When a site requires session cookies that expire during long crawls:

[hooks]
on_failure = "python scripts/refresh_cookies.py {name}"
max_hook_retries = 5
hook_timeout = 60.0

# scripts/refresh_cookies.py
import sys
import tomllib

name = sys.argv[1] if len(sys.argv) > 1 else ""

# Your cookie refresh logic here
# (selenium login, API auth, etc.)
new_cookie = get_fresh_cookie()

# Update the config file with new cookie
# (databrew reloads config after recovery)
config_path = f"configs/{name}.toml"
# ... update headers in config ...

Proxy Rotation¶

[hooks]
on_failure = "python scripts/rotate_proxy.py {name}"
max_hook_retries = 10

Slack Notification¶

[hooks]
on_complete = "curl -X POST -d '{\"text\": \"{name}: {items} items extracted\"}' $SLACK_WEBHOOK"

Simple Logging¶

databrew run mysite.toml \
    --on-start "echo 'Starting crawl for {name}'" \
    --on-failure "echo 'Recovery needed for {name} after {failures} failures'" \
    --on-complete "echo 'Done: {name} extracted {items} items'"

Dry Run¶

Use --dry-run to verify hooks are configured correctly:

databrew run mysite.toml --dry-run --on-failure "echo recover"

Output includes a Hooks section showing the resolved commands:

Hooks:
  on_failure: echo recover
  max_hook_retries: 3
  hook_timeout: 300.0s

Programmatic Usage¶

Hooks are implemented as async callbacks on the Orchestrator. You can use them directly in Python:

import asyncio
from databrew import Orchestrator, load_config, create_components, HookContext, run_hook

config = load_config("mysite.toml")
components = create_components(config)

async def on_failure():
    ctx = HookContext(name=config.name, failures=10)
    return await run_hook("python scripts/recover.py {name}", ctx)

async def on_complete(result):
    print(f"Done: {result.stats.items_extracted} items")
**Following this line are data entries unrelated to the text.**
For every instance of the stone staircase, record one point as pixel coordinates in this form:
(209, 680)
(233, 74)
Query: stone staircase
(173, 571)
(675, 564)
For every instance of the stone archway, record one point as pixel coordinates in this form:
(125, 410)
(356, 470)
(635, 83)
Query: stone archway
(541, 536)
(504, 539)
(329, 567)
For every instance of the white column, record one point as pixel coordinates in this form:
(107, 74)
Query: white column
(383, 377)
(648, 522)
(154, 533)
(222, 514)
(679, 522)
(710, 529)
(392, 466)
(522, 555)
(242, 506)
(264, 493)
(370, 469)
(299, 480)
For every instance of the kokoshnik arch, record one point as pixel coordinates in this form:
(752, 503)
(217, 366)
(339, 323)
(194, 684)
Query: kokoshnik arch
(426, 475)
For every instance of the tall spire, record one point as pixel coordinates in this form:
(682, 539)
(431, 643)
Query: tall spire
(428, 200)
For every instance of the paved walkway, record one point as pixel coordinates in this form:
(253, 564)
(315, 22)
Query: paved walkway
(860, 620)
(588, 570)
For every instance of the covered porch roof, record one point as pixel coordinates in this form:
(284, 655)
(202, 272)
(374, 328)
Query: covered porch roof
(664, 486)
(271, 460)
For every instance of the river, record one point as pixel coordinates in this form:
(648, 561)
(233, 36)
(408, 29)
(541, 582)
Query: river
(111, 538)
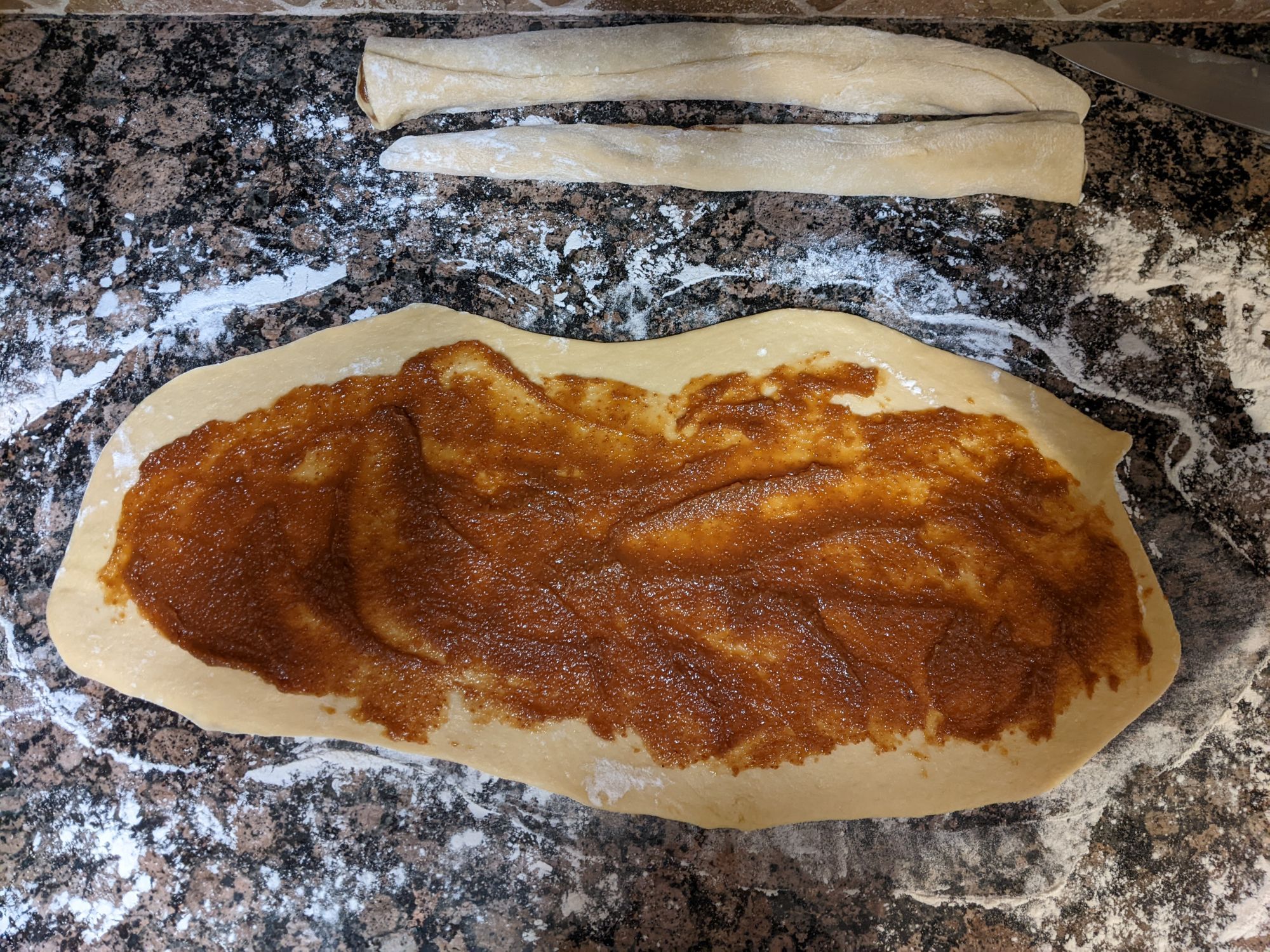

orchestrator = Orchestrator(
    store=components.store,
    fetcher=components.fetcher,
    extractor=components.extractor,
    policy=components.policy,
    on_failure=on_failure,
    on_complete=on_complete,
    max_hook_retries=3,
)

result = asyncio.run(orchestrator.run())

The orchestrator accepts these callbacks:

Parameter	Signature	Description
`on_start`	`() -> bool`	Return `False` to abort
`on_failure`	`() -> bool`	Return `True` to resume
`on_complete`	`(CrawlResult) -> None`	Called after crawl ends
`on_recover`	`() -> None`	Called after successful `on_failure` (e.g., recreate fetcher)
`max_hook_retries`	`int`	Max `on_failure` invocations per crawl

Best Practices¶

1. Keep hooks fast¶

Hooks run between batches, blocking the crawl. Use hook_timeout to prevent hangs:

[hooks]
hook_timeout = 60.0  # Kill slow hooks after 60s

2. Make recovery scripts idempotent¶

The on_failure hook may fire multiple times. Ensure your recovery script handles being run repeatedly.

3. Test with dry-run first¶

databrew run mysite.toml --dry-run --on-failure "python scripts/recover.py {name}"

4. Use config reload for recovery¶

Since databrew reloads config after on_failure succeeds, your recovery script can modify the TOML file (e.g., update cookies in [fetch.headers]) and the changes take effect immediately.

5. Start with conservative retries¶

[hooks]
max_hook_retries = 3  # Don't retry forever

If your recovery script fails consistently, the crawl should stop so you can investigate.